BWNS: LONDON — Government ministers and members of parliament here welcomed more than 80 Baha’is to a unique event to pay tribute to ‘Abdu’l-Baha, 100 years after His visit to Britain.
It was the first time the British government has hosted a special reception specifically for the Baha’i community.
‘Abdu’l-Baha (1844-1921) was the eldest son of Baha’u’llah and His appointed successor as head of the Baha’i Faith. From 1910-1913, following His release from a lifetime of exile and imprisonment, ‘Abdu’l-Baha made an historic series of journeys to present Baha’u’llah’s teachings to audiences outside of the Middle East. His two visits to the British Isles took place in September 1911, and from December 1912 to January 1913.
The reception was held by the government’s Department for Communities and Local Government
on Wednesday 28 November. Welcoming the guests, Secretary of State Eric Pickles MP expressed appreciation for the contribution Baha’is make to UK society.

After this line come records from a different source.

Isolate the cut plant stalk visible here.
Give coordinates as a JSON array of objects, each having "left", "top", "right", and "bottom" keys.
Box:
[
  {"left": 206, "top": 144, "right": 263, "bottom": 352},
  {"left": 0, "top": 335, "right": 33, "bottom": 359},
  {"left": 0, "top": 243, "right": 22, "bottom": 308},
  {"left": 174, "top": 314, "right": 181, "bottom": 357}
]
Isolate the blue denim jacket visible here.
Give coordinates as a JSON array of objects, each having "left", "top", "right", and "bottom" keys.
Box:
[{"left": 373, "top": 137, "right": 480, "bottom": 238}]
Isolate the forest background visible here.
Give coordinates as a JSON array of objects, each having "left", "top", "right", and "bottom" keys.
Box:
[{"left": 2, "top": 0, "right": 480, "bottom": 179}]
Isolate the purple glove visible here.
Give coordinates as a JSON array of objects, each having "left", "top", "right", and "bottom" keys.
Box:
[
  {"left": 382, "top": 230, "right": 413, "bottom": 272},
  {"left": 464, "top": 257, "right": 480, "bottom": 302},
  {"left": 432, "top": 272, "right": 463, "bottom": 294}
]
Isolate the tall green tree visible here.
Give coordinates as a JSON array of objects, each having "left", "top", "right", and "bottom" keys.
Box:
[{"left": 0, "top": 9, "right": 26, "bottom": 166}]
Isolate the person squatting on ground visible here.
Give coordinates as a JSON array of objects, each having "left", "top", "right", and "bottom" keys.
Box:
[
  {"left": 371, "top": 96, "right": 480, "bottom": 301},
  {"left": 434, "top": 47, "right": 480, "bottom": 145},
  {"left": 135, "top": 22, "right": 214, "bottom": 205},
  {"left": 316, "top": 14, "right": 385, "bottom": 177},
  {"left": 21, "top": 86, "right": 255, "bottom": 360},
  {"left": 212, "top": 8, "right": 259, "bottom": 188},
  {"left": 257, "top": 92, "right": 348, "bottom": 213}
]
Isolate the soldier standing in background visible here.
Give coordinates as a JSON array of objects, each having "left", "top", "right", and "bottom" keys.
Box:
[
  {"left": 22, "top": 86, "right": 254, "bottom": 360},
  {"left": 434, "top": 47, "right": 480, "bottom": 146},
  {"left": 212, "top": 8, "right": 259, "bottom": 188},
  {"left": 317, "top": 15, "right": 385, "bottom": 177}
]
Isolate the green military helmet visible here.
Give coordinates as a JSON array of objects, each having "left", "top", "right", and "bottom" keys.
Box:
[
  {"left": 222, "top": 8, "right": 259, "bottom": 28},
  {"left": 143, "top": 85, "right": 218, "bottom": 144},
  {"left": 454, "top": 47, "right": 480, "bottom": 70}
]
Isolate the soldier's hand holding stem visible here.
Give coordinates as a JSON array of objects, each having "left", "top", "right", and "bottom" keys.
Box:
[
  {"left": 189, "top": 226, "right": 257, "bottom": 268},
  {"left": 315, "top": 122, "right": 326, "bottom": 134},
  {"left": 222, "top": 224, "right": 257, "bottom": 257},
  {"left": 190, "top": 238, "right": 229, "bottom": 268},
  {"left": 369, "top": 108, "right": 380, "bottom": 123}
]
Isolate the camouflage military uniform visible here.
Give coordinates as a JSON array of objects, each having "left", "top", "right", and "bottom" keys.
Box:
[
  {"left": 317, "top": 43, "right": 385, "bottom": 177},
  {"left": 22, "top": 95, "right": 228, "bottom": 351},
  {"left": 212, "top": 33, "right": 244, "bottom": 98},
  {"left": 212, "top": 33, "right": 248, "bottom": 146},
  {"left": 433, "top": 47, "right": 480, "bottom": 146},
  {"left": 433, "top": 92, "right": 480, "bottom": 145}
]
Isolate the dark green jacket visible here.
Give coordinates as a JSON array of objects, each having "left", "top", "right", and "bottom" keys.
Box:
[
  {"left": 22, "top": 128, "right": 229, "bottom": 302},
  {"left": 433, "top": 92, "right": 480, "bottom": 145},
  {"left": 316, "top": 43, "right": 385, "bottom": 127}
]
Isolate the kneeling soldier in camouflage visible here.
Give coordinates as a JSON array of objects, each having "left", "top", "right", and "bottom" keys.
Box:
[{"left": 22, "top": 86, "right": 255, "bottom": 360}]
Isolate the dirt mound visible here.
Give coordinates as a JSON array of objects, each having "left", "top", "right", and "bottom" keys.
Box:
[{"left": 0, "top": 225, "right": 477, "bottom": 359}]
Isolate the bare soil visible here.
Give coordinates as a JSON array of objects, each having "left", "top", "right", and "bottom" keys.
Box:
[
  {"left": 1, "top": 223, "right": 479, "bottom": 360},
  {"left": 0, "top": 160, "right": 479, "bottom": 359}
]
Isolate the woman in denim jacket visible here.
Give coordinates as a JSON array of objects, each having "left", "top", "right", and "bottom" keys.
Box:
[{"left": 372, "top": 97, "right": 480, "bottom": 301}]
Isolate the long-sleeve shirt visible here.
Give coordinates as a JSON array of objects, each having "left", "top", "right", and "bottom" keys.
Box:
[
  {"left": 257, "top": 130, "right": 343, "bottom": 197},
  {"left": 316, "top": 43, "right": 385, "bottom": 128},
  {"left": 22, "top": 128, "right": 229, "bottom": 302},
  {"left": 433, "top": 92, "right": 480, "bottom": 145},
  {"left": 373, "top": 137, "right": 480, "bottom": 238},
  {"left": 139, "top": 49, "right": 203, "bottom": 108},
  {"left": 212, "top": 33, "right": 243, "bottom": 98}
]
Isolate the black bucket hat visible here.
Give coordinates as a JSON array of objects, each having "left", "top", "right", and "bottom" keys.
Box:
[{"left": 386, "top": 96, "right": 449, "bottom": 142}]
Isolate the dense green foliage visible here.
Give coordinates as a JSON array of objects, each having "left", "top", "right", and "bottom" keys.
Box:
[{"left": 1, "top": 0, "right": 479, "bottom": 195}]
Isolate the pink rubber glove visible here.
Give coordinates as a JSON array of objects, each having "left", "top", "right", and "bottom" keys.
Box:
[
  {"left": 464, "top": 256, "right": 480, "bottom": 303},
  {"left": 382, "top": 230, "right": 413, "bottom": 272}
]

He praised the “little bits of kindness” he had observed among the Baha’is and added, “We wouldn’t tick along quite so well without Baha’is in our community.”
Don Foster MP – who is Minister for Integration – told the gathering that, of all the significant people to come from his home constituency of Bath, he was proud to include Ethel Rosenberg, a founding member of the British Baha’i community.
“You continue to distinguish yourselves in the professions, the arts and particularly in the vital areas of education and conflict resolution,” Mr. Foster told the Baha’is. ‘Abdu’l-Baha’s “important truth” that “we should pursue peace together and differences of race and division between religions must cease is as true today as it was then,” he continued.
Kishan Manocha, speaking on behalf of the National Spiritual Assembly of the Baha’is of the United Kingdom, thanked Mr. Pickles for hosting the event, describing it as a “tremendous honor and pleasure.”
Writer and actor Annabel Knight – who is a Baha’i – noted that ‘Abdu’l-Baha’s visit was a landmark occasion for the fledgling community which helped the small band of British Baha’is to cement their identity and put service at the heart of their community life.